TASO: Task-Aligned Sparse Optimization for Parameter-Efficient Model Adaptation
Daiye Miao, Yufang Liu, Jie Wang, Changzhi Sun, Yunke Zhang, Demei Yan, Shaokang Dong, Qi Zhang, Yuanbin Wu
TL;DR
TASO tackles the redundancy inherent in LoRA-based parameter-efficient fine-tuning by identifying task-specific core regions via gradient-based parameter importance, then enforcing a sparse, task-aligned LoRA structure before fine-tuning. It combines row-wise and column-wise pruning with rank-1 LoRA and introduces a sparsity-aware learning-rate scaling to preserve optimization dynamics under structured sparsity, all anchored by a formal importance metric $\mathcal{I}_i(\theta) = \left| \theta_i \cdot \frac{\partial \mathcal{L}}{\partial \theta_i} \right|$. Empirical results on decoder- and encoder-based models show TASO matches or exceeds LoRA performance at substantially reduced trainable parameter counts (e.g., around $2$–$3$ million vs tens of millions), and even affords faster training relative to iterative pruning baselines. The work also connects to lottery-ticket concepts, demonstrating high sparsity with competitive performance and revealing that core regions align with structurally important dimensions, offering a scalable, composable approach to cross-task adaptation. Overall, TASO provides a practical, theory-informed path to extreme parameter-efficient tuning with broad implications for efficient deployment of large language models.
Abstract
LoRA has become one of the most widely used parameter-efficient fine-tuning methods due to its simplicity and effectiveness.
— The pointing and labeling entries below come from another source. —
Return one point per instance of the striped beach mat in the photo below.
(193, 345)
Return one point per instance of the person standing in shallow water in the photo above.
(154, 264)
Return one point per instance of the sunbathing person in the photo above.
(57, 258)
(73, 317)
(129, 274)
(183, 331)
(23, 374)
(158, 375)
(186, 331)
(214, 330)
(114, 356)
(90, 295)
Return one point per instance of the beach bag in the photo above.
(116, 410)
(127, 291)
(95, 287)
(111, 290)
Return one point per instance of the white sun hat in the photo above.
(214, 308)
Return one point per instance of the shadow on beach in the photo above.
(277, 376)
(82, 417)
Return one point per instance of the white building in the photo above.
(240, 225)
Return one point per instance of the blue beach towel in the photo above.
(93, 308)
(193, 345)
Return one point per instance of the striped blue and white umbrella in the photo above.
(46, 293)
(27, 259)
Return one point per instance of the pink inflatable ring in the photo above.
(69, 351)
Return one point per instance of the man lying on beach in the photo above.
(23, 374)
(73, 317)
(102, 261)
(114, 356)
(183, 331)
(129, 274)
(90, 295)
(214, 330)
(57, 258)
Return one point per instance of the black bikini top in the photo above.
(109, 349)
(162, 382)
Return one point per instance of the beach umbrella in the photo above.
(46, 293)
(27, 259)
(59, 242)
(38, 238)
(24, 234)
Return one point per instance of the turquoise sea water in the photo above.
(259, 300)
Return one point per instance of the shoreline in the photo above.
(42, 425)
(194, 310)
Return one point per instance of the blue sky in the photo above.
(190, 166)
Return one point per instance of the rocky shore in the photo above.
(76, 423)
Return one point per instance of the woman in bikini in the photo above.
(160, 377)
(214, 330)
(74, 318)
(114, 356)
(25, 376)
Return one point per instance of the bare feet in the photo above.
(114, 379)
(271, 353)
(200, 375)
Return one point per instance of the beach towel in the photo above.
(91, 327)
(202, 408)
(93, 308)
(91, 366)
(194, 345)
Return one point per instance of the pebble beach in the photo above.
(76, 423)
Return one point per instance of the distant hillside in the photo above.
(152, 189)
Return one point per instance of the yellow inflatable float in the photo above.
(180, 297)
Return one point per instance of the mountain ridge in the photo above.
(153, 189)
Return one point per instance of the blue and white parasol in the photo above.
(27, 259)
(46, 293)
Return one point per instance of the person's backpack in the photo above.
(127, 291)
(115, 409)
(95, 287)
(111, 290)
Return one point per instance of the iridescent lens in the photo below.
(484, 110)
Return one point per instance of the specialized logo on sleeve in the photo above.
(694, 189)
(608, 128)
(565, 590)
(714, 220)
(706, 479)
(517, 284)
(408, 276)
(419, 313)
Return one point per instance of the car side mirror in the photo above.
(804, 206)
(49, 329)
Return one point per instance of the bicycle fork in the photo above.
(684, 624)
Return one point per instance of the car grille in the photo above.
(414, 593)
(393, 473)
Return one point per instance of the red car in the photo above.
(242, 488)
However, numerous studies have shown that LoRA often introduces substantial parameter redundancy, which not only increases the number of trainable parameters but also hinders the effectiveness of fine-tuning. Since identifying redundant parameters in LoRA is inherently difficult, how to eliminate them efficiently and accurately remains a challenging problem. In this paper, we propose TASO, a redundancy reduction method that leverages importance information from the pretrained model's weights to mitigate LoRA redundancy. Specifically, we estimate parameter importance on downstream tasks and identify task-specific core regions based on the distribution of importance scores. The location information of these core regions is then used to determine the sparse structure of LoRA modules, enabling redundancy removal before fine-tuning. Our approach significantly reduces the number of trainable parameters required for task adaptation, while providing a novel task-aligned perspective for LoRA redundancy reduction. Experimental results demonstrate that, with a parameter budget comparable to LoRA with rank $r = 1$, TASO consistently outperforms standard LoRA across multiple tasks, achieving strong fine-tuning performance while effectively eliminating redundant parameters.